To take Ebert’s charges in order: 1) I have absolutely no idea, even after reading his review three times, what he means by “a mishmash of stylistic excesses.” As I have been at pains to point out throughout this essay, Costa-Gavras never interferes in the narrative, or exerts himself, as either a screenwriter or a director, at the expense of understanding or of the people or events in his movie. To appreciate his restraint, imagine what a “stylistic mishmash” Scorsese would have made of this.

2) By suggesting that Missing ought to have begun with Charles Horman’s disappearance (a highly conventional, clichéd and even boring, beginning for a picture) Ebert is crossing the line from critic to filmmaker — he is telling an accomplished practitioner of cinema how he ought to have made his movie. It’s a temptation seldom indulged in except by hacks, or would-be cineastes without the imagination or the means to make their own movies.

3) Costa-Gavras “show[ing] us all sorts of ominous warnings of approaching trouble (including a lot of loose talk by American military men who are not supposed to be in the country, but are, and all but claim credit for a coup)” is performing one of the central jobs of the engaged storyteller. He is showing us what the place was like before, during and after a cataclysmic social event. How is that a matter for critical slanging? Moreover, hearing the “loose talk by American[s]” is what very likely got Charlie killed. It’s hardly incidental to the story, or a miscalculation. It is the God-damned story!

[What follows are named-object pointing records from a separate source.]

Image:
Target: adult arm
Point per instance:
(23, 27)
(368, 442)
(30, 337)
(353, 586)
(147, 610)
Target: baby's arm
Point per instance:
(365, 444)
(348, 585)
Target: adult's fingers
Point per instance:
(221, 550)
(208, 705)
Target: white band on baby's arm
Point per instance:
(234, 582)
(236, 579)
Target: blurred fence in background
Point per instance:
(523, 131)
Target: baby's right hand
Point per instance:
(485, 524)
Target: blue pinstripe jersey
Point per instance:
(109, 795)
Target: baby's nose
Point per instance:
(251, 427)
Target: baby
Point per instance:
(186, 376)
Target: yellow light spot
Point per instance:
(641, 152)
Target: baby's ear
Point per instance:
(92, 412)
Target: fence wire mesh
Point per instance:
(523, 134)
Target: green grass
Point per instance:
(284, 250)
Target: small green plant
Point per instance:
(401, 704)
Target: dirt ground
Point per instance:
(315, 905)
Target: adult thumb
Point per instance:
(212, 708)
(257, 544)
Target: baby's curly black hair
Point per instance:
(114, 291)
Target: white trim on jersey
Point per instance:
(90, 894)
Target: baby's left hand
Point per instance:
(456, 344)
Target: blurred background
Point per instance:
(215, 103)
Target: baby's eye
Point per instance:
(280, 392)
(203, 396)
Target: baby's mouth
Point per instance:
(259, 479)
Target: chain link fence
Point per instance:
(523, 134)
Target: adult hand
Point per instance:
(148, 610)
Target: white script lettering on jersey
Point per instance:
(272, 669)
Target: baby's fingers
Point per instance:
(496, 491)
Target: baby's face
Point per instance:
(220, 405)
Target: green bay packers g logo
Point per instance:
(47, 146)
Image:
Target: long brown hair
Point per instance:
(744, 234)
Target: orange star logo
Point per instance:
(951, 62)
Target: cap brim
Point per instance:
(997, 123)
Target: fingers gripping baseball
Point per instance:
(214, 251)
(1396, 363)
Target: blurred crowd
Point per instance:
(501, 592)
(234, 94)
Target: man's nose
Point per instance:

4) Complaining that the way Costa-Gavras depicts the conflicting testimony of the witnesses to Charlie’s arrest “distract[s] fatally” is just bizarre. That I find it a perfectly valid means of visual interpretation, and a metaphor for the unreliability of first-hand accounts of events is not the issue, but Ebert’s extreme language. The movie dies because of this?

And, finally, 5) What “undisciplined stylistic displays”? How, in a picture as straightforward and often elegant as Missing are they “undisciplined”? Dennis Hopper’s The Last Movie was undisciplined. Oliver Stone’s Natural Born Killers often feels undisciplined. What, to quote Slim Pickens in another (often gloriously) undisciplined movie, in the Wide World of Sports is Ebert talking about? To get this much wrong (and I mean wrong, as opposed to his statements on the movie diverging from my opinion of it) in a single review reminds one of just how blinkered, and often downright useless, Roger Ebert’s criticism really was.

It may seem odd to get exercised over a 41-year-old newspaper review of a movie, but the damage hacks like Ebert do lasts forever. (The fact you can still find it online proves my thesis.) I’m sorry he had a botched cancer operation, and that he died not long after, but that doesn’t alter my essential disdain for his mind.